I would say that about 96 percent of the time I’m a genuinely kindhearted person. I’m not Mother Theresa by any means, but I tip generously at restaurants, enjoy the sound a child makes when they’re running through a sprinkler, get excessive joy out of buying people Christmas presents, and apologize to road kill when I drive by even though it wasn’t my doing.
The other four percent of the time, I’m either sleeping or out socializing, and the real fun begins. Life is full of free entertainment, and one of my favorite people-watching games to play is a gem called Fat or Pregnant.
FOP originated five years ago while attending one of my first-ever college parties. Fascinated by the debauchery surrounding me, I was experiencing firsthand the realness of, “What’s your major?” used as a pick-up line and girls that were well-versed in the Freshman 15.

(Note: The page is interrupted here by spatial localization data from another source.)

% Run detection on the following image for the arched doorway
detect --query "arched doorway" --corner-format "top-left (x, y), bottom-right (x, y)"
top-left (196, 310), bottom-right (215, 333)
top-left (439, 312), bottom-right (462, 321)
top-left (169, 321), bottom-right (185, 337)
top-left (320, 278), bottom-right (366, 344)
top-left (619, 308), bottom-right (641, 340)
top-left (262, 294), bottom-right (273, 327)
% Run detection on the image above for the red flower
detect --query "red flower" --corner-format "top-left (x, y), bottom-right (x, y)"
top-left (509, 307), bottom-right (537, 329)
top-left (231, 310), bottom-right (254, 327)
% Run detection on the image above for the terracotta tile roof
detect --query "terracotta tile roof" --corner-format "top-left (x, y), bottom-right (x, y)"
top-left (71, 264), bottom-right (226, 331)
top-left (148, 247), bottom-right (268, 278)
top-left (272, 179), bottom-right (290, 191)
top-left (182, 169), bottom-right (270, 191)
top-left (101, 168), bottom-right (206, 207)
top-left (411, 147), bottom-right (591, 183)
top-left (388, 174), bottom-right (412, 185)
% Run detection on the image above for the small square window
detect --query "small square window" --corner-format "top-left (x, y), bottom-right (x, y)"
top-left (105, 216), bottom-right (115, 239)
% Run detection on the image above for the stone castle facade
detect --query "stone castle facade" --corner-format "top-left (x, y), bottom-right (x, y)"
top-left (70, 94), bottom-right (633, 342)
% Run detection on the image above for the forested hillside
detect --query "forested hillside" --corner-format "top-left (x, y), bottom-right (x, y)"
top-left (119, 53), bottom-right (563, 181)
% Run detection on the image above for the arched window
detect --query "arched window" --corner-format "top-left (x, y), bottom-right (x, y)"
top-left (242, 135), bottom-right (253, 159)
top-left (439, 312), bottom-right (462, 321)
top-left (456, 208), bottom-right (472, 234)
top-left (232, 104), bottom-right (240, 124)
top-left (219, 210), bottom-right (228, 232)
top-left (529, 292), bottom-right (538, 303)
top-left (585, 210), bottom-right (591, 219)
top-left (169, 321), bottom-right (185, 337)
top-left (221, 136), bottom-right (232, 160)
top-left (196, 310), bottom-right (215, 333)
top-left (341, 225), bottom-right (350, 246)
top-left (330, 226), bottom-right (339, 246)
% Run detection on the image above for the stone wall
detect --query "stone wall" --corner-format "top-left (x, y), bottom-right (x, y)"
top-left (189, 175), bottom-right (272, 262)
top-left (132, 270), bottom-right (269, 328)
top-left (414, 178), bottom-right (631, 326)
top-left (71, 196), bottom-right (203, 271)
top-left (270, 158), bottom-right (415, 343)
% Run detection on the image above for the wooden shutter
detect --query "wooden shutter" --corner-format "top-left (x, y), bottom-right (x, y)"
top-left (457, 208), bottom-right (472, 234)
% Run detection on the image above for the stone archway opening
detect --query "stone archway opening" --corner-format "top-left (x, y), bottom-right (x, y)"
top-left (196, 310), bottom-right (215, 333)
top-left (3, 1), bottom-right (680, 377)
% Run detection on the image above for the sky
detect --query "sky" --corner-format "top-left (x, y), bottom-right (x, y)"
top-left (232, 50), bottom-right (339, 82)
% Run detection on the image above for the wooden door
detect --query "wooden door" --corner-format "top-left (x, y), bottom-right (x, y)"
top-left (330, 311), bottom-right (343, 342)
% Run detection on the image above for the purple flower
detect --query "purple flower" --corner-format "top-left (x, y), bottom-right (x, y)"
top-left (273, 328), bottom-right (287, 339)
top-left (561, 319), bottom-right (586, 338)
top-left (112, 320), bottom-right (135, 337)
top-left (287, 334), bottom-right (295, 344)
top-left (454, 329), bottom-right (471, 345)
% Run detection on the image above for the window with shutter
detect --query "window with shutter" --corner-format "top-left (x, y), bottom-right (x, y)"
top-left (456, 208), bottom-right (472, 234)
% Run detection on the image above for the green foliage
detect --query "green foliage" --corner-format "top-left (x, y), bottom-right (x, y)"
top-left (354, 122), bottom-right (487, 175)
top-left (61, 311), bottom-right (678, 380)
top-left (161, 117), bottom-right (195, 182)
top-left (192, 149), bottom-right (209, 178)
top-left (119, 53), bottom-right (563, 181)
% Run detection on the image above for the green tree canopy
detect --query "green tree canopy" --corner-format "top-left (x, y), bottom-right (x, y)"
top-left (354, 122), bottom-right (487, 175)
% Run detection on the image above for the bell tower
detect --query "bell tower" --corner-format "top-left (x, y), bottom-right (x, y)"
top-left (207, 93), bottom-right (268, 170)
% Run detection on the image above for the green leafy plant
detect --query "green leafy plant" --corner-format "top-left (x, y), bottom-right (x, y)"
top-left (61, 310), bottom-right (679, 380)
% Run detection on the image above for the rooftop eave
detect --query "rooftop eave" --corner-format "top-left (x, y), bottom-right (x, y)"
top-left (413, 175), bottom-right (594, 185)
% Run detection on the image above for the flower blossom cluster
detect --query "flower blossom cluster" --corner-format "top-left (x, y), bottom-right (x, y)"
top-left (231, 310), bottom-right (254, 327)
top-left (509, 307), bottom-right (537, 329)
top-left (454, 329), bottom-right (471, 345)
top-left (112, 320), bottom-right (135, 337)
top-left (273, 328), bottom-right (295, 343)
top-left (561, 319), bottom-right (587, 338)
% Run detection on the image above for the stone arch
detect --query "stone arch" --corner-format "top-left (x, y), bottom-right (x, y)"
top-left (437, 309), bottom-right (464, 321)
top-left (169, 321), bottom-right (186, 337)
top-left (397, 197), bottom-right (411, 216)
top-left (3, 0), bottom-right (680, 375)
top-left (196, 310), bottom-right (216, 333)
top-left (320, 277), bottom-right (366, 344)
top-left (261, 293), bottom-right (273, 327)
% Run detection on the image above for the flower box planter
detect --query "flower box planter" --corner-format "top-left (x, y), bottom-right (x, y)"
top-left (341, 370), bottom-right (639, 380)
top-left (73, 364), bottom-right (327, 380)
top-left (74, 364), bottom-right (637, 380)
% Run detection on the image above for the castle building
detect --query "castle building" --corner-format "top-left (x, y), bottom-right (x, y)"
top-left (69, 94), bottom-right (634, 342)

“Holy shit,” Young Skylar thought, “I had no idea fupas existed before age 40!”
|What is even happening.|
I inquired with a fellow party-goer as to whether or not a girl passing by was six beers in or six months along, and thus, FOP was born.
Luckily, the corrupt good times didn’t end after graduation. It’s actually even more fun to play FOP post-college, because you can set up some pretty hefty wagers since the chances of the woman at The Greene Turtle at 1 a.m. on a Thursday seriously having a bun in the oven are that much greater.
Here’s how to play Fat or Pregnant, aka The Game to End All Games. Word of advice: don’t let anyone hear you making your guesses, as a knocked up woman can get pretty feisty, especially when she’s four Liquid Cocaines deep.
Step 1: Pick your target. The ideal candidate is wearing low-rise Miss Me jeans one size too small with a cami held together by loose threads and the will of God. There will be enough stomach protrusion to cause you to question the possibilities at stake, but not enough to make it obvious that Janelle from “Teen Mom” is her spirit animal. She will definitely try to break it down on the dance floor, most likely to a song by Pit Bull.
Step 2: Place your bet. Make sure you’re playing alongside someone who’s aware of the game and who lacks morals, or else it’s no fun. “Cami chick: Fat or Pregnant?” (Don’t point, you’re better than that). Weigh all of the options carefully. Ex: Is it a food baby? Did she have a big lunch? Does the belly look like the result of a cheat day that went on for five years or a girl who didn’t read her Plan B instructions carefully? Does her hair look thick and her nails strong? Is there ketchup on the corners of her mouth? Etc.
Step 3: Investigate. No, this doesn’t mean straight up scream across the room, “HEY GIRL BRIELLA IS THE TRENDIEST BABY NAME OF 2013 JUST A THOUGHT!” Discretion is key. Observe her behaviors: if she seems embarrassed by the fact that she’s drinking beer in public and copes with the shame by drinking more beer in public, chances are she’s knocked up. If she’s a Woo Girl who’s grinding up on your boyfriend and displaying her stretch-marked boobs as if she was the Venus de Milo, you’ve just got someone on your hands who used to be thin and has taken up a taste for Kalteen bars. It’s not her fault, but it’s not yours either, so play on.
Step 4: Repeat. FOP is like The Song that Doesn’t End on “Lamb Chop;” it just goes on and on my friends. And if you started playing it not knowing what it was, you’ll continue playing it forever just because you’re a quasi-bitch whose personal code of ethics is a bit suspect.